Glimmers about his Gandhi’s life, his association with people and with his large and growing family, biological and ideological, slip through his public actions, speeches, letters, and other writings. “As do personal observations about his inner struggles, his relationships with people — both famous and not famous. With the same frankness as marks his autobiography, he shares in speeches, recorded conversations, articles, and in letters to the family and close friends, of the years ‘covered’ in his autobiography and beyond.”
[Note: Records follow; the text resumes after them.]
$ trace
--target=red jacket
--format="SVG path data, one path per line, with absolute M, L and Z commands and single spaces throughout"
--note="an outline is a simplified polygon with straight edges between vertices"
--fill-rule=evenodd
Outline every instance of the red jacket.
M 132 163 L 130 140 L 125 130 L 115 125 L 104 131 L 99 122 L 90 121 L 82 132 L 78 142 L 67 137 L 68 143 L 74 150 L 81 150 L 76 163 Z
“Those scattered narrations of his fill in and fill out the before-life, the real-time life, and of his autobiography’s story. Alongside ‘Experiments’, these cameos of his childhood, adolescence, student life, his mature years, show us the son, brother, husband, father, grandfather, mentor, friend in the man who was being hailed as a Mahatma. Starting from his early days, these go right up to what probably is the very last sentence — I hate being late’– spoken by him (in Gujarati) seconds before his assassin-to-be, Beretta in hand, stands facing him,” Gopalkrishna Gandhi writes.

This compilation, says the writer, “may be said to carry one distinguishing mark: it brings into focus Gandhi’s descriptions of his life in its familial aspect. His life in the epic domain of actions for public causes has been and will continue to be written about. His life as lived within the fold of domesticities has had fewer tellings. And that cannot ring truer than in his own and his intimates’ words”.

Apart from selected borrowings from ‘Experiments’, mainly from the Gujarati original, and Gandhi’s own words occurring elsewhere, the narrations of five of his contemporaries – Prabhudas Chhaganlal Gandhi (1901-1992), Gandhi’s grand-nephew, who ran from Sabarmati Ashram a journal Madhpudo (Honeycomb) during Gandhi’s lifetime; Joseph J. Doke (1861-1913) his first biographer; Millie Polak (1881-1962), author of “Mr Gandhi, The Man”, described as a remarkable work of first-hand observation; and the writings of his secretaries, Mahadev Desai (1892-1942) and Pyarelal (1899-1982) – have been incorporated in the book. Notes at the end direct the reader to the specific works and pages where these words appear.

“Restless As Mercury” is truly a treasure-trove of knowledge for the present and future generations and is a valuable contribution to the never-ending studies on the life and times of Mahatma Gandhi.